When challenged, the NFV founders (who authored the 2012 white paper that kicked the movement off) pointed out that these things always take more time than initially thought and, given the scope and complexity of NFV, it wasn’t surprising that virtualized networks hadn’t sprung up fully formed. It would be more like 10 years from start to finish before all the issues were worked through, they said. Which gives the movement to about 2022 to come good.
Will NFV as it’s currently developing be ready to usher in ‘real’ 5G (the very high speed 5G with all the attached use cases) when required?
Some think not, so it’s not surprising that a new conception for how NFV should be organised has been introduced at this week's Open Networking Summit North America 2019 via, fittingly, a new white paper and website.
‘Lean NFV’ makes the case for a partial re-think. Not a rip it up and start again, but a restructuring so that greater and better ongoing integration of all the NFV elements can be engineered.
Its proponents argue that there’s currently too much tight coupling going on and that makes innovation and automation very difficult. They say it’s mostly a question of coordinating dozens or hundreds of components which is difficult under the current structure and, it’s claimed, is at the heart of NFV’s current problems.

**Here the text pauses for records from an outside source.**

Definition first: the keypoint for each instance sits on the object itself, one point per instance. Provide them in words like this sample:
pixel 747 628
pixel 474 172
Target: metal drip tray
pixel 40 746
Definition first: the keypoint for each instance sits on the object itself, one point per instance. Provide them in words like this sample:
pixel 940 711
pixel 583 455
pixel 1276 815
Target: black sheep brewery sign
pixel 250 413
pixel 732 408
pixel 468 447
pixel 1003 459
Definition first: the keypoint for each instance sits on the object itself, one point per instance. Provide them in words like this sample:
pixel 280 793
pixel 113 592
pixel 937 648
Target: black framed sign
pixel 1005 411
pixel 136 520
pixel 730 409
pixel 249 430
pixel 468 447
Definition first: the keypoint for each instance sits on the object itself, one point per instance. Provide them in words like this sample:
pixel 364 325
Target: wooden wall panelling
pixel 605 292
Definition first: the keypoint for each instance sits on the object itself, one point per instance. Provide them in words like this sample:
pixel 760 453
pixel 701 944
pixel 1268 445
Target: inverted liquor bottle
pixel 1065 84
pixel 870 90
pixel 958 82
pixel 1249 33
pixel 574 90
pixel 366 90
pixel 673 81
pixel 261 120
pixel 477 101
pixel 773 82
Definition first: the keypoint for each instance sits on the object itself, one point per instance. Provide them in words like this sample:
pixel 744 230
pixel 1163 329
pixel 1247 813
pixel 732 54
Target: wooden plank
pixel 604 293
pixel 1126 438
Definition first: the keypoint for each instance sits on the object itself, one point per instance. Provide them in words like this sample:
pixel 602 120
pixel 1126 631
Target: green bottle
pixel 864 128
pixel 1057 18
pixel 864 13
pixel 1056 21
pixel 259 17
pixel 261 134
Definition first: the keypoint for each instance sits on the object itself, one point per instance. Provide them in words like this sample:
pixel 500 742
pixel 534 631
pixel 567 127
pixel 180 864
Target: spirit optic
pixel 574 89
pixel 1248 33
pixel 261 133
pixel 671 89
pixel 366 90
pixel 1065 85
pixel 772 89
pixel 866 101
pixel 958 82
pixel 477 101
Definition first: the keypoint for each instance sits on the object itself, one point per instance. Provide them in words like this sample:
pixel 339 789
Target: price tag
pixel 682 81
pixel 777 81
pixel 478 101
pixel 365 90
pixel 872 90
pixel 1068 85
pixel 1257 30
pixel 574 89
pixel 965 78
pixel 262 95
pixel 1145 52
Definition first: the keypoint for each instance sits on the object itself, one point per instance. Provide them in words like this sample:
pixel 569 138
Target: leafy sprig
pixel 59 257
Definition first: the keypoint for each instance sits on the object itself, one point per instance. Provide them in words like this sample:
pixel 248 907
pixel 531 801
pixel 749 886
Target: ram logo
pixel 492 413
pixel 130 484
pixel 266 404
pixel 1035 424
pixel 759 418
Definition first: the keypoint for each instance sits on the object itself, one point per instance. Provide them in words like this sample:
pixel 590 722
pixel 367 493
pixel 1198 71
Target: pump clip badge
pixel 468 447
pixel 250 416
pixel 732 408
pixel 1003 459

Instead, the white paper identifies the three main components in today’s conception:
The NFV manager: This is the entity that handles common lifecycle management tasks for both individual VNFs and end-to-end NFV service chains.
The computational infrastructure: This includes the compute resources (bare metal or virtualized) and the connectivity between them (provided by a physical or virtual fabric); the former is managed by a compute controller (e.g., Openstack) and the latter by an SDN controller.
Virtualized Network Functions (VNFs): These can include both data plane and control plane components.
To meet its de-complexity requirement the lean NFV proponents want to add a fourth component to the above : a key-value (KV) store, that serves as a universal point of integration.
“We believe that rather than standardizing on all-encompassing architectures, or adopting large and complicated codebases, the NFV movement should focus exclusively on simplifying these three points of integration, leaving all other aspects of NFV designs open for innovation. To this end, we advocate adding a fourth element to the NFV solution, a key-value (KV) store, that serves as a universal point of integration.”